Stephen A. Fuqua (SAF) is a Bahá'í, software developer, and conservation and interfaith advocate in the DFW area of Texas.

Performance #6: Reading Directly Into the Parser

July 23, 2007

This article is part of the series An Exercise in Performance Tuning in C#.Net.

As I look at the code I now have, I wonder if the fileLines variable is an unnecessary intermediate step. Can I rewrite so that stream.ReadLine() is passed directly into the parsing? If I do so, I’ll be leaving the file open longer, but since no other application should be attempting to access the file, I’m okay with that. This means moving the open file command into MyClass.ProcessFile().

This is what we left off with:

// Read intput file into a string
List<string> fileLines = new List<string>();
using (StreamReader stream = new StreamReader(inputFileName, Encoding.ASCII, true, 800))
{
     string line;
     while ((line = stream.ReadLine()) != null)
          fileLines.Add(line);
}

// Parse the input file
MyClass upload = new MyClass(fileLines);
upload.ProcessFile();


ProcessFile:

// perform various tasks on each line

And here is the new code:

using (StreamReader stream = new StreamReader(inputFileName, Encoding.ASCII, true, 800))
{
     while (stream.Peek() >= 0)
     {
          processSingleLine(stream.ReadLine());
     }
}

I actually made two changes here.
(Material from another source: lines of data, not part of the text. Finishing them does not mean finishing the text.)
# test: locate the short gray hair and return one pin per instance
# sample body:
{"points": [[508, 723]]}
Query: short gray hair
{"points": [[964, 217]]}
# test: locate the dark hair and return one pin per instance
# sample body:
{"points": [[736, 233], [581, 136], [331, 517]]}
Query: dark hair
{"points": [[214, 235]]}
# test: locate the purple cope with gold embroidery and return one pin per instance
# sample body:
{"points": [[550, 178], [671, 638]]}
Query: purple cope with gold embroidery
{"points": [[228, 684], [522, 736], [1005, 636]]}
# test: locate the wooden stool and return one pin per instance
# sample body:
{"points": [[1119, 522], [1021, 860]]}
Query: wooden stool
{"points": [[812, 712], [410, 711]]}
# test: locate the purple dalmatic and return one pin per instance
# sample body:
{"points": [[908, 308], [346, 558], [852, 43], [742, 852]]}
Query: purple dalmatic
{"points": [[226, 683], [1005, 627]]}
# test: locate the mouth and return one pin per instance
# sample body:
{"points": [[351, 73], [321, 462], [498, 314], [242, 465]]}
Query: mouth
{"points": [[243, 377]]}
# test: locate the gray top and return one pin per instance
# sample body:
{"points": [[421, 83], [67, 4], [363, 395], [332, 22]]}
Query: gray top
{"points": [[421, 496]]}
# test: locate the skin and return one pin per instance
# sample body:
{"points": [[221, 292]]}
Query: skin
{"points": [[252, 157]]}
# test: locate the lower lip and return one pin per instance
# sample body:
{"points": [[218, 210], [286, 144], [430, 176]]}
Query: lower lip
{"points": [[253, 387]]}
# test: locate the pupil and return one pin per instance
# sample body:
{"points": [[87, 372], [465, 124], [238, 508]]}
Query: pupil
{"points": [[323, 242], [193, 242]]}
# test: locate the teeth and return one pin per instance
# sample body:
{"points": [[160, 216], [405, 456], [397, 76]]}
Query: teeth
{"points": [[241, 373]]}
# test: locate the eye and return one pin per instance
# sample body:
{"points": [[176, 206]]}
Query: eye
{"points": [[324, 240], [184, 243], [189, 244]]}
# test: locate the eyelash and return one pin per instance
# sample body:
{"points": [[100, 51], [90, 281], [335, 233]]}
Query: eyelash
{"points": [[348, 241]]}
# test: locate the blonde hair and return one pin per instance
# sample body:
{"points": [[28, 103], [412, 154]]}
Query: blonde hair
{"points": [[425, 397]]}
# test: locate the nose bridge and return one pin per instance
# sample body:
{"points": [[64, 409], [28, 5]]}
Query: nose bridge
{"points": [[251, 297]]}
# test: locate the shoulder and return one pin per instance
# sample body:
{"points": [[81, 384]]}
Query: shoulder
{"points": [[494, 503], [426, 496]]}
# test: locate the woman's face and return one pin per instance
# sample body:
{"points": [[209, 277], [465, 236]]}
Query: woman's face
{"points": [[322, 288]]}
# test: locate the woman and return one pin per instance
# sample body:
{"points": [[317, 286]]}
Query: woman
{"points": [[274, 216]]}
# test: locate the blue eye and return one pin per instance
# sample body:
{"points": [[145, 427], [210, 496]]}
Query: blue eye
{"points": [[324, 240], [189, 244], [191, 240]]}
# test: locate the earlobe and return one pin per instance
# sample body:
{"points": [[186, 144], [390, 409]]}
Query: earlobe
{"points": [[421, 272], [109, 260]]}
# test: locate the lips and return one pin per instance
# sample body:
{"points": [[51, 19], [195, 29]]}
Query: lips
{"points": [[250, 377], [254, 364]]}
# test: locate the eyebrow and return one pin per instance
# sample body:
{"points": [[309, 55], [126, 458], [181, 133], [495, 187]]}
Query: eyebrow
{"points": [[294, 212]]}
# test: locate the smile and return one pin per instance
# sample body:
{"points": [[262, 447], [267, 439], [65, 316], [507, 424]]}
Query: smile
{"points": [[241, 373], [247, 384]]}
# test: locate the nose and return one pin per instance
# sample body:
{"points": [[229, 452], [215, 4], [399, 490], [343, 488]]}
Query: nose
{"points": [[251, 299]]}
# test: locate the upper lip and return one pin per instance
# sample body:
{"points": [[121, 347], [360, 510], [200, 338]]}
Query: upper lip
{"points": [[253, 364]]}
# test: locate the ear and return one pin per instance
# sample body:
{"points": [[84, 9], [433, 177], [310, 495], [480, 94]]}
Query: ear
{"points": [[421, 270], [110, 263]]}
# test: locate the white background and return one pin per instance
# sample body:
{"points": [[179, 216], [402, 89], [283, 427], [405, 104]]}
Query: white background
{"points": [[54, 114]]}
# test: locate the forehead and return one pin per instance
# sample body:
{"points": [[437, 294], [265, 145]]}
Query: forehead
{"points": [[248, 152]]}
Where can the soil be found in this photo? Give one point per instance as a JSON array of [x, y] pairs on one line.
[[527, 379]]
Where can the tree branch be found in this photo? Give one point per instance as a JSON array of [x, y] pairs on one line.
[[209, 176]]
It is possible the stream.Peek() statement helped speed things up as well. This change was plainly necessary in order for the second change — passing the result of stream.ReadLine() directly to stream.Peek(). This bit of code is now embedded in the ProcessFile() function rather than in the parent application.

Result: 82% improvement in processing time! That's incredible. Maybe I should explain just a bit more. The processSingleLine() routine is parsing out the input file's data into various objects, and doing some manipulation along the way. In the original version, the file was being opened by the application, and its lines added to an array. This array (or List<string>) was then passed into the ProcessFile() function, which basically just called processSingleLine().

By calling processSingleLine() directly, I end up leaving the file open for as long as the parsing takes. In the original situation I wanted to "open late and close early" — keep the file open only long enough to read its contents into memory. But, here is a crucial point: in this situation, no other application will be trying to read the file. So it does not really matter if the file remains open. By keeping it open and passing the output from readLine() into processSingleLine(), I eliminated the creation of a large array of strings, which creation required considerable overhead (moving in and out of memory).